翌年に初めて伊豆半島にツーリングに出かけた。火曜日しか休みがないので月曜日の夜お店を閉店してから12時過ぎに出かける。ノンストップで小田原まで250㎞、近くのモーテルで宿を取り朝8時にはタウンパイクから伊豆スカイラインを通りいつもの今井浜の海の見える露天風呂に浸かり至福の時を過ごし夕陽を浴びながらマーガレットラインをクルージング、西伊豆スカイライン、修善寺、御殿場ICで東名高速に乗り首都高へ、東北自動車道で日光の自宅に夜12時頃帰宅。

そんなツーリングを春秋と20年間走り続けた。バイクに乗れる楽しみがあるので仕事のモチベーションもあがり、寝る時間が無いほど働きづめでしたが辛いと思った事はありませんでした。

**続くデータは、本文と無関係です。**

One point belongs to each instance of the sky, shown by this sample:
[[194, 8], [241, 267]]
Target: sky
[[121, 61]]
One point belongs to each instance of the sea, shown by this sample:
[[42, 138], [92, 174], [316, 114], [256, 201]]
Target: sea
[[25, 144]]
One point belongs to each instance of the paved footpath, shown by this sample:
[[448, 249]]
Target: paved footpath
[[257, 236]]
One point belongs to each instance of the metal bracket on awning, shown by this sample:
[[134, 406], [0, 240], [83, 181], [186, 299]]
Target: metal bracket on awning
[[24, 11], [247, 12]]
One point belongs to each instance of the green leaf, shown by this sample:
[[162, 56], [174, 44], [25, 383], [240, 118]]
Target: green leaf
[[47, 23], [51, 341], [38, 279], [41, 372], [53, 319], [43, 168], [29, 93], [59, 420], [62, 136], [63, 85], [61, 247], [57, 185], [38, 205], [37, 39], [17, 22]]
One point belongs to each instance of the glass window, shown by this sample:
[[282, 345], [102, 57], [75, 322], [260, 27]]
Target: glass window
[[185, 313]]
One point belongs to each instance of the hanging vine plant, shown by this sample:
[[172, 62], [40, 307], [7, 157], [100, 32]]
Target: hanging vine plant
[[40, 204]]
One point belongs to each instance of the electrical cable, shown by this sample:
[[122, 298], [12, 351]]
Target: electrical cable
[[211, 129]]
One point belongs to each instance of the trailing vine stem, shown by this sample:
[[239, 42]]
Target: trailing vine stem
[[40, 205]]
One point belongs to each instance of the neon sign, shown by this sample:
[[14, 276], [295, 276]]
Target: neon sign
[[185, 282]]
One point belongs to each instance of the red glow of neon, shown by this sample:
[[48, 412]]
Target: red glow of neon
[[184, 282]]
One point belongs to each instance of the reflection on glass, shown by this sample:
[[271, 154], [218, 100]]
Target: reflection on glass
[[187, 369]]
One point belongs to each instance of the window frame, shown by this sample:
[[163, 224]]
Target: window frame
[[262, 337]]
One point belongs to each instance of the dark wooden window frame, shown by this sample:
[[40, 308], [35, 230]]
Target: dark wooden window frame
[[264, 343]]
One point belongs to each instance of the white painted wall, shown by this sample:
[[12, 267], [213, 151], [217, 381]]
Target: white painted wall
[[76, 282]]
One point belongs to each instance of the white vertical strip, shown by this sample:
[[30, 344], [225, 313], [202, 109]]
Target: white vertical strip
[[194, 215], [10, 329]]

61歳の7月の時に甲状腺乳頭癌ステージ4の癌が見つかりました。

すぐに手術をしないと危ないと診断されましたが、痛みなどの身体の変調は見られなかったので、入院前に最後かもしれないツーリングと思いさそってくれた友達と二人で青森県の酢ケ湯に行きました。日帰り1200kmの旅。田沢湖、十和田湖、奥入瀬渓谷を通り酢ヶ湯へ。ゆっくり浸かって夕方6時には帰路に。ここから家まで600kmとかなり遠いが、

そこはBMWのツーリングバイクである。家には12時過ぎ着きました。

それから40日間の入院生活。さすがにステージ4は大がかりな手術で、後日、手術をしてくれた教授に本当に難しくて大変だったと何度も言われました。

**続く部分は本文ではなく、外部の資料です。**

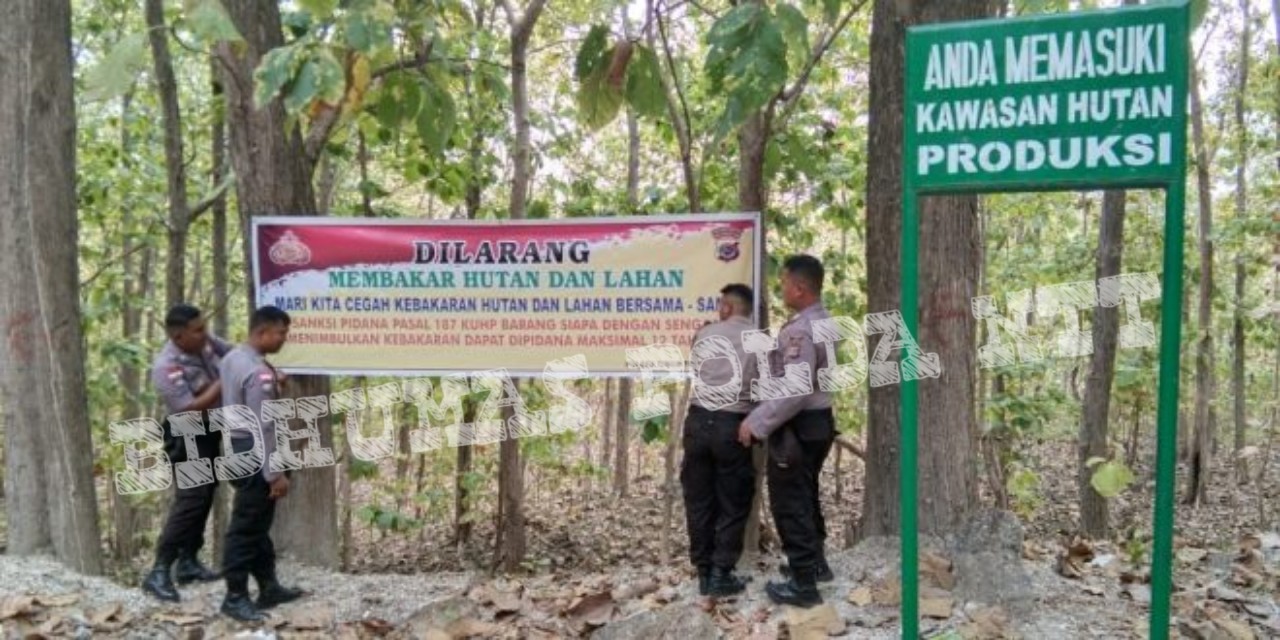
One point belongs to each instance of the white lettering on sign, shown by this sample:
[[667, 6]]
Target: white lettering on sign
[[1134, 50]]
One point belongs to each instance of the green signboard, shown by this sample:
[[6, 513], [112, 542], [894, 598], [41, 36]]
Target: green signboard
[[1056, 101], [1069, 101]]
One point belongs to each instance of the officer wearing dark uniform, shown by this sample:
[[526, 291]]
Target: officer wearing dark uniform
[[800, 432], [250, 380], [184, 374], [716, 474]]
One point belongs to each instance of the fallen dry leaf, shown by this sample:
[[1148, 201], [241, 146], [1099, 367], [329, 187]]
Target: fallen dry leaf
[[860, 597], [814, 622], [311, 618], [936, 607], [17, 606], [56, 600]]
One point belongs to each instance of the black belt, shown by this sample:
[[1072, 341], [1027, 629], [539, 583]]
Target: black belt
[[695, 408]]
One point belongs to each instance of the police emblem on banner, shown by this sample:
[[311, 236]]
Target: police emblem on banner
[[726, 243], [289, 251]]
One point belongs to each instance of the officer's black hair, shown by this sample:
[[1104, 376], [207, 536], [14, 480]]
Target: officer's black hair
[[179, 316], [808, 269], [740, 292], [268, 315]]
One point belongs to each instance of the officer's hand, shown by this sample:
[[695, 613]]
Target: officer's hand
[[279, 487]]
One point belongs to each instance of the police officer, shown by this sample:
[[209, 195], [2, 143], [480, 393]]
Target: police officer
[[250, 380], [800, 432], [184, 374], [716, 474]]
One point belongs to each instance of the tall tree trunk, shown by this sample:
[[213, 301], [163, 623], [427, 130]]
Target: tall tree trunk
[[273, 177], [511, 483], [170, 118], [1201, 453], [950, 252], [1242, 160], [1096, 408], [622, 439], [50, 497]]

術後は痛みと死ぬ程の苦しさで、自分の寝ている姿を病室の天井から覗いていました。これが幽体離脱?そんな体験をしました。癌になると誰でも落ち込んで精神的に参ってしまうらしいが、私の場合は性格が前向きで明るいこと、入院してても沢山のバイク仲間がお見舞いに来てくれた事、退院したら今度はどんなバイクを買おうとか、何処へツーリングに行こうとか、楽しいことをいっぱい考えて、入院していても落ちこまかった。みるみるうちに回復して退院したその日に仕事に復帰しました。その後R1200Rロードスターを手に入れ男鹿半島まで1300kmのタンデムツーリング。

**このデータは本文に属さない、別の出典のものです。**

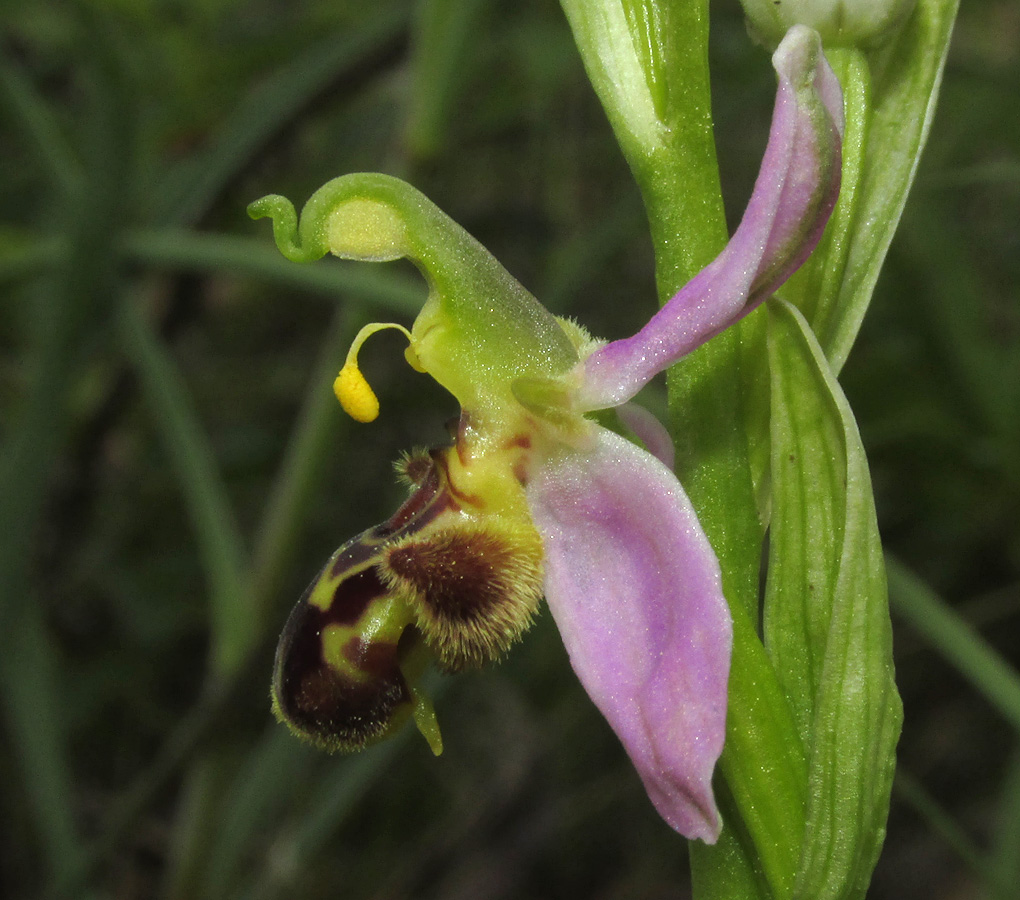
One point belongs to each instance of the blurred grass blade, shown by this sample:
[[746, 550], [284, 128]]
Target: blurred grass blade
[[826, 613], [445, 37], [953, 309], [43, 137], [216, 533], [1006, 853], [312, 444], [339, 790], [953, 638], [190, 188], [260, 792], [257, 258]]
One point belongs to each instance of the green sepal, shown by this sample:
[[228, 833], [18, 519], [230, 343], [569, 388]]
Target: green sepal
[[479, 329], [826, 620]]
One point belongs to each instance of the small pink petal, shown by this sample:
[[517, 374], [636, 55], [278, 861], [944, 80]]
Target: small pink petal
[[794, 196], [650, 432], [634, 588]]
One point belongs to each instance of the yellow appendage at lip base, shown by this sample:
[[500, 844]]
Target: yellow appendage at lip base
[[352, 390]]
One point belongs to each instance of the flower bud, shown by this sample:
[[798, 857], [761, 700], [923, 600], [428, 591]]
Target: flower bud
[[840, 22]]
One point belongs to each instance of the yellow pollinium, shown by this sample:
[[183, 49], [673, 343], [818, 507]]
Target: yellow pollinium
[[352, 390], [355, 394]]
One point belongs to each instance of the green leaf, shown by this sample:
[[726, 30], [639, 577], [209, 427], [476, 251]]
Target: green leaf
[[890, 96], [826, 615]]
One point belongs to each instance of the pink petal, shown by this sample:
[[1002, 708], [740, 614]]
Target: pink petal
[[650, 432], [794, 196], [634, 589]]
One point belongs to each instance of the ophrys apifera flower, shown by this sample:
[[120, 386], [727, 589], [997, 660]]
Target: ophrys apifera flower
[[534, 498]]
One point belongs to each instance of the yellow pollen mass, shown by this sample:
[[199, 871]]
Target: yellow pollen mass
[[352, 390], [355, 394]]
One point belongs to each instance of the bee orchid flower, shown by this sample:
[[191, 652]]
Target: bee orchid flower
[[533, 498]]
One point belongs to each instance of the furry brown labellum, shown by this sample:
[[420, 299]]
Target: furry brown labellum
[[436, 581], [475, 587]]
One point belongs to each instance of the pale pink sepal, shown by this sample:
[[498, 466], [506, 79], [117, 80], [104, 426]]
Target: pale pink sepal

日本海で夕日をバックに妻と写真を撮りました。まだまだ人生は続きます。怪我や病気で7ケ所手術の跡がありますが大病をしてもいつも前向きに楽しい事を続ける、これが大切だと思う。バイクは生きる力のエッセンス!!そして自由にしている僕に文句も言わず明るく笑って支え続けてくれる妻に感謝!